Afraid of being arrested during a crackdown of journalists in August 2014, Huseynov escaped Azerbaijan to Turkey but was detained at the border. Meanwhile, a raid was conducted at the main office of the IRFS in Baku. Fearing for his life, Huseynov went to the Swiss embassy where he remained hiding. While hiding, the IRFS offices were shut down by the authorities and its members were detained, some beaten. While hiding, Huseynov was convicted of abuse of power and tax evasion, a charge which would sentence him to 12 years in prison if convicted. After almost a year of hiding, Huseynov flew to Switzerland on 13 June 2015. The flight was arranged by the Swiss foreign minister, Didier Burkhalter. He currently resides in Bern and is applying for political asylum.

==International condemnation==
Several international organization expressed their condemnation and concern over Emin Huseynov's case including International Media Support, Council of Europe, International Freedom of Expression Exchange (IFEX), Article 19, Civil Rights Defenders, Human Rights House Foundation, Commission on Security and Cooperation in Europe, Committee to Protect Journalists, and others. An OSCE representative, Dunja Mijatović, stated:

"The attempts to raid the IRFS office, intimidation of Emin Huseynov’s family and the imposed travel ban are further proof of a wide-scale deterioration of the media freedom situation in Azerbaijan that includes targeted persecution of independent journalists, freedom of expression advocates and bloggers.
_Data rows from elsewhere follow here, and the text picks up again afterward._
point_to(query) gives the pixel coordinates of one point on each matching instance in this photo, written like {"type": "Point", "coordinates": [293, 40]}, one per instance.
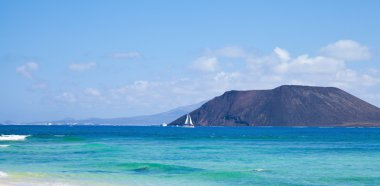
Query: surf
{"type": "Point", "coordinates": [13, 137]}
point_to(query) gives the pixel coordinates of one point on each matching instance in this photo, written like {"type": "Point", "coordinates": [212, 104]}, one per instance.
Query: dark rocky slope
{"type": "Point", "coordinates": [286, 105]}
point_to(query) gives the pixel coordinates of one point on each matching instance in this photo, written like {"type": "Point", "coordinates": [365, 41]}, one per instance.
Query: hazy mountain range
{"type": "Point", "coordinates": [286, 105]}
{"type": "Point", "coordinates": [154, 119]}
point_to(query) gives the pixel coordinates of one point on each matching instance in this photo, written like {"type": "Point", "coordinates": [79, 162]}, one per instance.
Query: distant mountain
{"type": "Point", "coordinates": [154, 119]}
{"type": "Point", "coordinates": [286, 105]}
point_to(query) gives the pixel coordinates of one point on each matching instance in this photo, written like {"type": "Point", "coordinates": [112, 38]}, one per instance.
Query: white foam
{"type": "Point", "coordinates": [3, 174]}
{"type": "Point", "coordinates": [13, 137]}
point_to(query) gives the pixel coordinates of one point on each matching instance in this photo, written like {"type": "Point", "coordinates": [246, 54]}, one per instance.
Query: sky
{"type": "Point", "coordinates": [83, 59]}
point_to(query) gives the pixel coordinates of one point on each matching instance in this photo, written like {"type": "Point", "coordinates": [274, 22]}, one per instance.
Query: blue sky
{"type": "Point", "coordinates": [85, 59]}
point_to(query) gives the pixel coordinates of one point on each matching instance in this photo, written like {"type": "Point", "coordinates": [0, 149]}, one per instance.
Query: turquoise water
{"type": "Point", "coordinates": [110, 155]}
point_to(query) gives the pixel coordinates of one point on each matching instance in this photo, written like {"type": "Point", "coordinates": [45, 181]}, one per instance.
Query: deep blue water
{"type": "Point", "coordinates": [121, 155]}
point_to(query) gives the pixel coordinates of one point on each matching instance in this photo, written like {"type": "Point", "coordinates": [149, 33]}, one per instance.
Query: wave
{"type": "Point", "coordinates": [3, 174]}
{"type": "Point", "coordinates": [259, 170]}
{"type": "Point", "coordinates": [13, 137]}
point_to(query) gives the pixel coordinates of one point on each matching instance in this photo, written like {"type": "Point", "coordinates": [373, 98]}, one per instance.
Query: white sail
{"type": "Point", "coordinates": [188, 120]}
{"type": "Point", "coordinates": [191, 121]}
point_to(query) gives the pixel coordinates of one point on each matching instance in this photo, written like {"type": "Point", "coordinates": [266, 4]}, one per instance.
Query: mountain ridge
{"type": "Point", "coordinates": [286, 105]}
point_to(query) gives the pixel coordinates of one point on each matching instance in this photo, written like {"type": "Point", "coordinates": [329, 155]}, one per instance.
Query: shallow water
{"type": "Point", "coordinates": [110, 155]}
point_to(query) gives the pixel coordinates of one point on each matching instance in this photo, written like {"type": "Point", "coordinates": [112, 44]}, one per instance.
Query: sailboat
{"type": "Point", "coordinates": [188, 123]}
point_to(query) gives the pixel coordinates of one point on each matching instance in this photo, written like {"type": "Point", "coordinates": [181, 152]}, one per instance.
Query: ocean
{"type": "Point", "coordinates": [124, 155]}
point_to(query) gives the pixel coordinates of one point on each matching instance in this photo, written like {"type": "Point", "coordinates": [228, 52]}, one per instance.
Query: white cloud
{"type": "Point", "coordinates": [27, 69]}
{"type": "Point", "coordinates": [92, 92]}
{"type": "Point", "coordinates": [125, 55]}
{"type": "Point", "coordinates": [231, 51]}
{"type": "Point", "coordinates": [82, 66]}
{"type": "Point", "coordinates": [66, 97]}
{"type": "Point", "coordinates": [308, 65]}
{"type": "Point", "coordinates": [282, 54]}
{"type": "Point", "coordinates": [346, 50]}
{"type": "Point", "coordinates": [254, 72]}
{"type": "Point", "coordinates": [206, 64]}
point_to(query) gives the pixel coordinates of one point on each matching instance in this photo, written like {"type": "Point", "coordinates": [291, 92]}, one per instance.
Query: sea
{"type": "Point", "coordinates": [126, 155]}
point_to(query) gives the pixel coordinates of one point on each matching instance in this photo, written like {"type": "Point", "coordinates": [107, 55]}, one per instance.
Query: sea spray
{"type": "Point", "coordinates": [13, 137]}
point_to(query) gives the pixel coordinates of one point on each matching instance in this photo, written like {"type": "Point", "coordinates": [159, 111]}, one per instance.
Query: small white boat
{"type": "Point", "coordinates": [188, 123]}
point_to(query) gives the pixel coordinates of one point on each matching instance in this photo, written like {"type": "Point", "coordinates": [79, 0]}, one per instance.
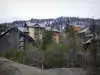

I once again call on the authorities to stop the continued persecution of media and free voices in the country."

Gulnara Akhundova of International Media Support stated:

“It’s important to recognise why so many NGOs are standing up in support of Emin – it’s because we’ve worked with him over the years so we know exactly how important his contribution has been. Emin is one of several brave people the world has depended on for information about human rights and press freedom in Azerbaijan, information that Azerbaijan’s government has been trying very hard to suppress. Making a commitment to the protection of Emin’s rights now would be an important signal to Azerbaijan’s government that the world is not deceived by the glitz of international sporting competitions.”

==Support initiatives==
A support initiative for Emin Huseynov is launched by the Courage Foundation. The initiative is tasked to help support Emin Huseynov and to collect donations and funds to help him with his legal case.